Create custom Jupyter kernel for Pyspark#

These instructions add a custom Jupyter Notebook option to allow users to select PySpark as the kernel.

Install Spark#

The easiest way to install Spark is with Cloudera CDH.

You will use YARN as a resource manager. After installing Cloudera CDH, install Spark. Spark comes with a PySpark shell.

Create a notebook kernel for PySpark#

You may create the kernel as an administrator or as a regular user. Read the instructions below to help you choose which method to use.

1. As an administrator#

Create a new kernel and point it to the root env in each project. To do so create a directory ‘pyspark’ in /opt/wakari/wakari-compute/share/jupyter/kernels/.

Create the following kernel.json file:

{"argv": ["/opt/wakari/anaconda/bin/python",
 "-m", "ipykernel", "-f", "connection_file}", "--profile", "pyspark"],
 "display_name":"PySpark",  "language":"python" }

You may choose any name for the ‘display_name’.

This configuration is pointing to the python executable in the root environment. Since that environment is under admin control, users cannot add new packages to the environment. They will need an admin to help update the environment.

2. As an administrator without IPython profile#

To have an admin level PySpark kernel without the user .ipython space:

{"argv":
["/opt/wakari/wakari-compute/etc/ipython/pyspark.sh", "-f", "{connection_file}"],
"display_name":"PySpark",  "language":"python" }

NOTE: The pyspark.sh script is defined in Without IPython profile section below.

3. As a regular user#

Create a new directory in the user’s home directory: .local/share/jupyter/kernels/pyspark/. This way the user will be using the default environment and able to upgrade or install new packages.

Create the following kernel.json file:

{"argv": ["/projects/<username>/<project_name>/envs/default/bin/python",
 "-m", "ipykernel", "-f", "connection_file}", "--profile", "pyspark"],
 "display_name":"PySpark",  "language":"python" }

NOTE: Replace “<username>” with the correct user name and “<project_name>” with the correct project name.

You may choose any name for the ‘display_name’.

Create an IPython profile#

The above profile call from the kernel requires that we define a particular PySpark profile. This profile should be created for each user that logs in to AEN to use the PySpark kernel.

In the user’s home, create the directory and file ~/.ipython/profile_pyspark/startup/00-pyspark-setup.py with the file contents:

import os
import sys

# The place where CDH installed spark, if the user installed Spark locally it can be changed here.
# Optionally we can check if the variable can be retrieved from environment.

os.environ["SPARK_HOME"] = "/usr/lib/spark"

os.environ["PYSPARK_PYTHON"] = "/opt/wakari/anaconda/bin/python"

# And Python path
os.environ["PYLIB"] = os.environ["SPARK_HOME"] + "/python/lib"
sys.path.insert(0, os.environ["PYLIB"] +"/py4j-0.9-src.zip")  #10.4-src.zip")
sys.path.insert(0, os.environ["PYLIB"] +"/pyspark.zip")

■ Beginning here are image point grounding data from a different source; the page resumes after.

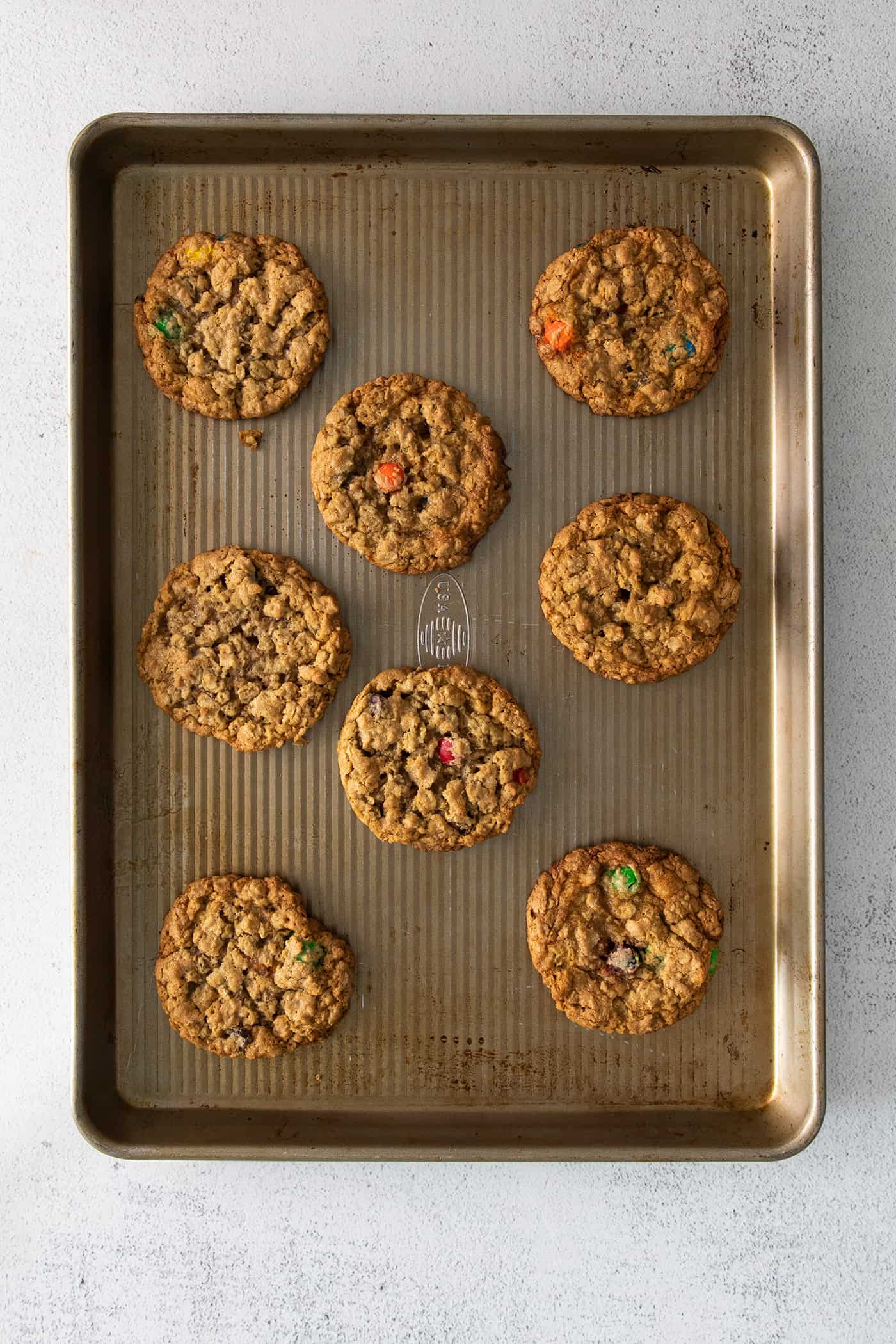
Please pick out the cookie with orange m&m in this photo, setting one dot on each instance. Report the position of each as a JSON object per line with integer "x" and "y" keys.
{"x": 409, "y": 474}
{"x": 632, "y": 321}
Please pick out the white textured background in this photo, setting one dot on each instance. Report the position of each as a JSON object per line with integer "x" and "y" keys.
{"x": 96, "y": 1251}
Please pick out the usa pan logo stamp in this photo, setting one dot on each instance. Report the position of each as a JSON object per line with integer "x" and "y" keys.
{"x": 444, "y": 625}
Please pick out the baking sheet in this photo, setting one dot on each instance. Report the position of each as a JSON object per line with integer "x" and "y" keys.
{"x": 429, "y": 236}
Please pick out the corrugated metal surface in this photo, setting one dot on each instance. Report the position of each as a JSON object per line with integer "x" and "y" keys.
{"x": 430, "y": 264}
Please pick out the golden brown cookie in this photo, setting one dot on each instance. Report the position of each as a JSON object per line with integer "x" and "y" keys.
{"x": 633, "y": 321}
{"x": 409, "y": 474}
{"x": 623, "y": 936}
{"x": 243, "y": 970}
{"x": 232, "y": 327}
{"x": 640, "y": 588}
{"x": 437, "y": 758}
{"x": 245, "y": 647}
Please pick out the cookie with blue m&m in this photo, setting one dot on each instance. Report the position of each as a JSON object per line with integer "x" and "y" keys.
{"x": 632, "y": 321}
{"x": 623, "y": 936}
{"x": 232, "y": 327}
{"x": 640, "y": 588}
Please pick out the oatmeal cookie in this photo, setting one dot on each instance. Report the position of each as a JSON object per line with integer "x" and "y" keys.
{"x": 243, "y": 970}
{"x": 409, "y": 474}
{"x": 232, "y": 327}
{"x": 437, "y": 758}
{"x": 633, "y": 321}
{"x": 243, "y": 647}
{"x": 640, "y": 588}
{"x": 623, "y": 936}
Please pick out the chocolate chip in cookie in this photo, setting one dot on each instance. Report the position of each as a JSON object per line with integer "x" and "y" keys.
{"x": 245, "y": 647}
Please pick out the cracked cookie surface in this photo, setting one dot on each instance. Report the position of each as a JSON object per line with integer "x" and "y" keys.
{"x": 437, "y": 758}
{"x": 633, "y": 321}
{"x": 232, "y": 327}
{"x": 409, "y": 474}
{"x": 640, "y": 588}
{"x": 623, "y": 936}
{"x": 245, "y": 647}
{"x": 243, "y": 971}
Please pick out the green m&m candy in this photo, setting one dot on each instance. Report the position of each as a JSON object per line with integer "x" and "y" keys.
{"x": 168, "y": 326}
{"x": 623, "y": 878}
{"x": 312, "y": 953}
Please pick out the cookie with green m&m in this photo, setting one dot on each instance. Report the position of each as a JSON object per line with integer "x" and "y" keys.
{"x": 623, "y": 936}
{"x": 245, "y": 971}
{"x": 232, "y": 327}
{"x": 409, "y": 474}
{"x": 633, "y": 321}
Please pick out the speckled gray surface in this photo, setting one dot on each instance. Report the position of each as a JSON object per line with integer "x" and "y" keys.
{"x": 797, "y": 1252}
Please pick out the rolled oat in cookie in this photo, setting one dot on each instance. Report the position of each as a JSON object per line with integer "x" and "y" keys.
{"x": 232, "y": 327}
{"x": 245, "y": 647}
{"x": 640, "y": 588}
{"x": 437, "y": 758}
{"x": 243, "y": 971}
{"x": 623, "y": 936}
{"x": 633, "y": 321}
{"x": 409, "y": 474}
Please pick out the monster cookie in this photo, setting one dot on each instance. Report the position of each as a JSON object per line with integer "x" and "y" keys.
{"x": 409, "y": 474}
{"x": 243, "y": 971}
{"x": 623, "y": 936}
{"x": 437, "y": 758}
{"x": 640, "y": 588}
{"x": 633, "y": 321}
{"x": 243, "y": 647}
{"x": 232, "y": 327}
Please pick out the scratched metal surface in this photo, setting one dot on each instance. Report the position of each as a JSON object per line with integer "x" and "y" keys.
{"x": 429, "y": 253}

os.environ["PYSPARK_SUBMIT_ARGS"] = "--name yarn pyspark-shell"

Now log in using the user account that has the PySpark profile.

Without IPython profile#

If it is necessary to avoid creating a local profile for the users, a script can be made to be called from the kernel. Create a bash script that will load the environment variables:

sudo -u $AEN_SRVC_ACCT mkdir /opt/wakari/wakari-compute/etc/ipython
sudo -u $AEN_SRVC_ACCT touch /opt/wakari/wakari-compute/etc/ipython/pyspark.sh
sudo -u $AEN_SRVC_ACCT chmod a+x /opt/wakari/wakari-compute/etc/ipython/pyspark.sh

The contents of the file should look like:

#!/usr/bin/env bash
# setup environment variable, etc.

export PYSPARK_PYTHON="/opt/wakari/anaconda/bin/python"
export SPARK_HOME="/usr/lib/spark"

# And Python path
export PYLIB=$SPARK_HOME:/python/lib
export PYTHONPATH=$PYTHONPATH:$PYLIB:/py4j-0.9-src.zip
export PYTHONPATH=$PYTHONPATH:$PYLIB:/pyspark.zip

export PYSPARK_SUBMIT_ARGS="--name yarn pyspark-shell"

# run the ipykernel
exec /opt/wakari/anaconda/bin/python -m ipykernel $@

Using PySpark#

When creating a new notebook in a project, now there will be the option to select PySpark as the kernel. When creating such a notebook you’ll be able to import pyspark and start using it:

from pyspark import SparkConf
from pyspark import SparkContext

NOTE: You can always add those lines and any other command you may use frequently in the PySpark setup file 00-pyspark-setup.py as shown above.